Most participants maintained viral suppression through
two years, Dr Eron reported today. At 96 weeks, 94% of people on the Q8W
injectable combo and 87% on the Q4W regimen still had undetectable HIV RNA,
compared with 84% on the continued oral regimen.
Three people who received injectable cabotegravir and
rilpivirine experienced protocol-defined virological failure: two on the Q8W
injectable regimen (one at week 4, one at week 48), and one on the oral
regimen.

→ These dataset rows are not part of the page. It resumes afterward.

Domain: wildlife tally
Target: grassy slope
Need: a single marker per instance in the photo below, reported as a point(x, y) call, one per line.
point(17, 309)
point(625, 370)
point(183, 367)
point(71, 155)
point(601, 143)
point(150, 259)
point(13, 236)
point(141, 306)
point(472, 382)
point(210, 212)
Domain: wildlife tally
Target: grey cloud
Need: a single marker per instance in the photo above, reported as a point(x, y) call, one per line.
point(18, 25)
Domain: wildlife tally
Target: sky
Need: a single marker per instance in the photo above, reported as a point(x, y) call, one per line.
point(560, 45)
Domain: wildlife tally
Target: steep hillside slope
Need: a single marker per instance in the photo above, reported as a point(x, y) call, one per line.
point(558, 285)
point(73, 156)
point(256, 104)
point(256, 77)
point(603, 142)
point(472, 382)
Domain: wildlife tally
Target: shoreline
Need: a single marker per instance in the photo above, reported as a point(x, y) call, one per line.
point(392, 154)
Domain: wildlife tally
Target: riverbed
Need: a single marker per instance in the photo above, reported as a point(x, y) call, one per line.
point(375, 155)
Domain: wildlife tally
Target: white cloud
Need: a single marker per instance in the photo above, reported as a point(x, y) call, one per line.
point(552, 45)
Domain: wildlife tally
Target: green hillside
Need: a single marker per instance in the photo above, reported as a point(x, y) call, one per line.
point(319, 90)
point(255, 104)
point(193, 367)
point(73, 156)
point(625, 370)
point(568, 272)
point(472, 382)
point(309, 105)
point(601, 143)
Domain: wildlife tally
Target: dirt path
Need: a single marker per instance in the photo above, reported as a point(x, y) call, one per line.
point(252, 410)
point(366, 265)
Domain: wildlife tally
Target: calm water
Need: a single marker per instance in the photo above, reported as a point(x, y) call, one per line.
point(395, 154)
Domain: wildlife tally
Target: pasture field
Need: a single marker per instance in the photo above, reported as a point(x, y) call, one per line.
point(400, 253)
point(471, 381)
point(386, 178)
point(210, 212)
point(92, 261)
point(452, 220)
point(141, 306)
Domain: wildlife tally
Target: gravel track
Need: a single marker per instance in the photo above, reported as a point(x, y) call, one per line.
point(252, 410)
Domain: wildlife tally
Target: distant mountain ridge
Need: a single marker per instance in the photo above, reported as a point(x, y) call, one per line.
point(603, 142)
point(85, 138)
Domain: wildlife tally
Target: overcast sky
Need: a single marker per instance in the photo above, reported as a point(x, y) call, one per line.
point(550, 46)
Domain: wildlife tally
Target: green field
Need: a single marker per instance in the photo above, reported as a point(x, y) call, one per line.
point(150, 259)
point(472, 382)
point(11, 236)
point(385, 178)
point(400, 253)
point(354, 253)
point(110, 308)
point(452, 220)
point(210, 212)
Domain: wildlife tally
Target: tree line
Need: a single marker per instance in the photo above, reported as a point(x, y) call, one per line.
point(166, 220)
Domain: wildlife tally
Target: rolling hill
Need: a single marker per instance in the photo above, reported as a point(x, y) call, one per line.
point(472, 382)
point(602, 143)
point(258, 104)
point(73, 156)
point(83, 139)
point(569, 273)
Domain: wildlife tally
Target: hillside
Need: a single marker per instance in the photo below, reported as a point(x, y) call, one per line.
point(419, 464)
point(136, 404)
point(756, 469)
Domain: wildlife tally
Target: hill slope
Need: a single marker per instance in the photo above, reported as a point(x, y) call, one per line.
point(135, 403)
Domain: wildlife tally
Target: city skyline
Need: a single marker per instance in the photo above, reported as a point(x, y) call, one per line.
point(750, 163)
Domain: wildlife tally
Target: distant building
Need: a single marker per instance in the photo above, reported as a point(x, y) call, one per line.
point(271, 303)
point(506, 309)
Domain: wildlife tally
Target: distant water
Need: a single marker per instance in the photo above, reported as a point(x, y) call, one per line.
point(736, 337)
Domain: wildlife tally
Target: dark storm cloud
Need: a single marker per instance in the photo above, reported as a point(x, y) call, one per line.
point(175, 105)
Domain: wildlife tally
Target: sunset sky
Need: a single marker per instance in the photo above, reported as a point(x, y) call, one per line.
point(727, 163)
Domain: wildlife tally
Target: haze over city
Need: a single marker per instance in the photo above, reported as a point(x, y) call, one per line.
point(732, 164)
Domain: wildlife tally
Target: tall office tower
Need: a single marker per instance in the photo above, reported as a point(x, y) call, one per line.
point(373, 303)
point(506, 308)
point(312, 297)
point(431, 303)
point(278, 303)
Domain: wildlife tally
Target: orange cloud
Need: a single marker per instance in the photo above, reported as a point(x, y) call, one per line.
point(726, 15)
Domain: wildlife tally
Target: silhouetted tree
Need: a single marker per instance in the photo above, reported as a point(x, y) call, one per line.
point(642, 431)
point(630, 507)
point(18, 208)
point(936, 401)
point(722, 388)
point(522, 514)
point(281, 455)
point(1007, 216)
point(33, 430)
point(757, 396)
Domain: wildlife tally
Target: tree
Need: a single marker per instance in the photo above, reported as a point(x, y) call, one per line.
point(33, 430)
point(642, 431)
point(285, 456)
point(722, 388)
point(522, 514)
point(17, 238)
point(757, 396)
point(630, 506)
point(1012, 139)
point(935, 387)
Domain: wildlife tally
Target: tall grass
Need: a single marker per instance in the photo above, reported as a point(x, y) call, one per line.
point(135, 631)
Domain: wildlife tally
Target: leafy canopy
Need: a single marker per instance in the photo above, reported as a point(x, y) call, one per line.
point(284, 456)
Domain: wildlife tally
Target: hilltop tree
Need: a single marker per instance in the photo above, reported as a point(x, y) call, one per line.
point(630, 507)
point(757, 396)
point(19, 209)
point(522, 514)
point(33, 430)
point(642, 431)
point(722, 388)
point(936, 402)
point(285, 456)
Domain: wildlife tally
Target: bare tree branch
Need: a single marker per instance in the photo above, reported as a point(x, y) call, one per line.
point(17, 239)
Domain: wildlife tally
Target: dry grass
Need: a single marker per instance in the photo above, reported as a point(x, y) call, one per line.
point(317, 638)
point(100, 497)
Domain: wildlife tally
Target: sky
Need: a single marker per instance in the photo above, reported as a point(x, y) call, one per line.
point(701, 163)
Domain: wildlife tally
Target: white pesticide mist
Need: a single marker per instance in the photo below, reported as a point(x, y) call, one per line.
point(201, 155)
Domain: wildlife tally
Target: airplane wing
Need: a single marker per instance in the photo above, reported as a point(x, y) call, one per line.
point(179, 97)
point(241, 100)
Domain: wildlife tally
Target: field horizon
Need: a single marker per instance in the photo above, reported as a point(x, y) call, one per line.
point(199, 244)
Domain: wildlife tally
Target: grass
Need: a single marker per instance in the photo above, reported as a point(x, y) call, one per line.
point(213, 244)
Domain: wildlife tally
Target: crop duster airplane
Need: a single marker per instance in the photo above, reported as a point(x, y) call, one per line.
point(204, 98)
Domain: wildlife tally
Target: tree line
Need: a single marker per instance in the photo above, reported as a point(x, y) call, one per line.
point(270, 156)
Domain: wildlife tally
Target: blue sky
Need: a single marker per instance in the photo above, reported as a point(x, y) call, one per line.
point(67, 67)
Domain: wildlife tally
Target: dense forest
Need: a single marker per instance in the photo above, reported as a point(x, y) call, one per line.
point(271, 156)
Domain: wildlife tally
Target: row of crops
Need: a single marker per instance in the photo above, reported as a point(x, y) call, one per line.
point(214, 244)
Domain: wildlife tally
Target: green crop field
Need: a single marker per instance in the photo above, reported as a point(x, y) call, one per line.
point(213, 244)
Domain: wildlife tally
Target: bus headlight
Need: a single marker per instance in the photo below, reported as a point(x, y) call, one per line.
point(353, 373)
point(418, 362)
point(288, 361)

No one receiving the Q4W regimen experienced treatment failure. There
were no additional cases of virological failure between week 48 and week 96.
Injectable cabotegravir and rilpivirine were generally
safe and well tolerated. Serious adverse events occurred with similar frequency
in all three treatment groups, but none were considered drug-related. Eleven
people stopped treatment early due to adverse events (2% in the Q8W group, 4% in the Q4W group and 2% on the oral
regimen). Besides injection site reactions, the most frequently
reported adverse events were nose and throat inflammation, diarrhoea and headache.
Almost all participants reported injection site
reactions, but these were usually mild or moderate and transient, lasting an
average of three days. Only two people (less than 1%) stopped treatment early
for this reason. Pain was the most common complaint.
Despite the frequency on injection-site reactions, participants reported
that they were highly satisfied with the long-acting therapy and would like to
continue on it. “I didn’t realize how much they appreciate not having to take pills
and the feeling of freeness of not having to be bound to oral therapy,” Dr Eron
said.
“Long-acting injectable two-drug therapy given either Q8W or Q4W demonstrated
high rates of virologic response and was well tolerated through 96 weeks,” the
researchers concluded.
Both Q8W and
Q4W week injections maintained cabotegravir levels similar to those seen with
oral dosing. However, because monthly dosing resulted in a slightly lower rate
of virological non-response at week 48, the Q4W regimen is being further
evaluated in ongoing phase 3 studies.
Dr Eron
explained that with longer-term follow-up, additional participants on the Q8W
regimen achieved viral suppression. Evaluation of Q8W dosing is going forward
and a phase 3 study is being developed, he told reporters. However,
administration every month allows for more forgiveness if people miss an
injection.
“The results
of LATTE-2 show that a long-acting injectable antiretroviral regimen has the
potential to be both highly effective and well tolerated over a long period of
time,” Eron said. “These data provide a strong foundation for the ongoing and
planned phase 3 trials which will hopefully lead to an effective, well
tolerated alternative to daily antiretroviral therapy.”
“The
introduction of single tablet medication represented a leap forward in ART
dosing, and long-acting antiretroviral injections may represent the next
revolution in HIV therapy by providing an option that circumvents the burden of
daily dosing,” Margolis added in a press release from The Lancet.